General Introduction
Clevrr Computer is an open source project that aims to automate system operations by using the PyAutoGUI library. The project is supported by Anthropic Clevrr Computer has been inspired to design an automated agent that performs the user's system operation tasks accurately and efficiently.Clevrr Computer is able to automate keyboard, mouse, and screen interactions while ensuring the security and accuracy of each task. The project is currently in beta and users should be aware of the risks associated with its use.
Recommended automated desktop operating intelligences introduced by Smart Spectrum:GLM-PC (Smart Spectrum Bull) officially released for internal download, the real AI that can control the computer
Function List
- Automate mouse movements, clicks and keyboard input
- Screenshots and management windows
- Handle errors gracefully and provide feedback
- Execute tasks with maximum precision and avoid unintentional operations
Using Help
Installation process
- Cloning Warehouse:
git clone https://github.com/Clevrr-AI/Clevrr-Computer.git cd Clevrr-Computer
- Install the dependencies:
pip install -r requirements.txt
- Setting environment variables:
commander-in-chief (military).env_dev
Rename the file to.env
and add your API key and other configurations:AZURE_OPENAI_API_KEY= AZURE_OPENAI_ENDPOINT= AZURE_OPENAI_API_VERSION= AZURE_OPENAI_CHAT_DEPLOYMENT_NAME= GOOGLE_API_KEY=
Usage
- Run the application:
python main.py
By default, this will use the gemini model and enable floating UI.
- Optional Parameters:
- Selecting a model: You can select a model by passing
---model
parameter to specify the model to use.
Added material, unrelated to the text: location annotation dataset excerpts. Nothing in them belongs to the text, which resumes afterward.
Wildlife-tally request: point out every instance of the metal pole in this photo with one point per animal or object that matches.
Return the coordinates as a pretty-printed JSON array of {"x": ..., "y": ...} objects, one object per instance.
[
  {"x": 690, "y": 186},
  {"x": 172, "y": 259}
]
The acceptable parameters aregemini
maybeopenai
Thepython main.py --model openai
- Floating UI: By default, the TKinter UI will float and stay at the top of the screen. You can float the UI by passing the
--float-ui
denote0
to disable this behavior.python main.py --float-ui 0
- Selecting a model: You can select a model by passing
Functional operation flow
Clevrr Computer works through a multimodal AI agent running in the background with a continuous screenshot mechanism to understand what's on the screen and perform the appropriate actions using the PyAutoGUI library. The agent creates a chain of thought based on the task and uses the get_screen_info
tool to get screen information. The tool takes a screenshot of the current screen and uses a grid to mark the true coordinates of the screen. The agent then uses a multimodal LLM to understand the screen content and give answers based on the agent's questions. Thought Chain Support get_screen_info
tool and the PythonREPLAst tool, which is designed to perform operations using the PyAutoGUI library.
caveat
- Use dedicated virtual machines or containers that run with minimal privileges to prevent direct system attacks or accidents.
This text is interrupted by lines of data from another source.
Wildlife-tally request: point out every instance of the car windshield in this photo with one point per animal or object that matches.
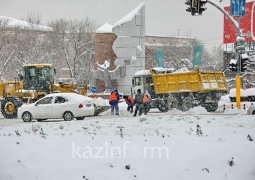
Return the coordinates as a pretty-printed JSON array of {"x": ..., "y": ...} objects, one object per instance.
[{"x": 47, "y": 100}]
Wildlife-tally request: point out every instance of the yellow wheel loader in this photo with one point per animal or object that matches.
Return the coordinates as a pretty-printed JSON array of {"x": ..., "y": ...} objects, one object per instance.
[{"x": 35, "y": 82}]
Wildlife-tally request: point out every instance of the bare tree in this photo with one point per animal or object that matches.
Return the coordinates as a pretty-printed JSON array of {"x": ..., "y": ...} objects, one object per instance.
[
  {"x": 74, "y": 40},
  {"x": 34, "y": 18}
]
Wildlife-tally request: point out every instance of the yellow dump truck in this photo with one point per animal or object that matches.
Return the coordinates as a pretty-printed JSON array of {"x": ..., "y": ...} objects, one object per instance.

- Avoid providing sensitive data, such as account login information, to the model to prevent information leakage.
- Restrict Internet access to only whitelisted domains to minimize exposure to malicious content.
- Manual confirmation is required for decisions that may have a practical impact and for tasks that require confirmation, such as accepting cookies, executing financial transactions, or agreeing to terms of service.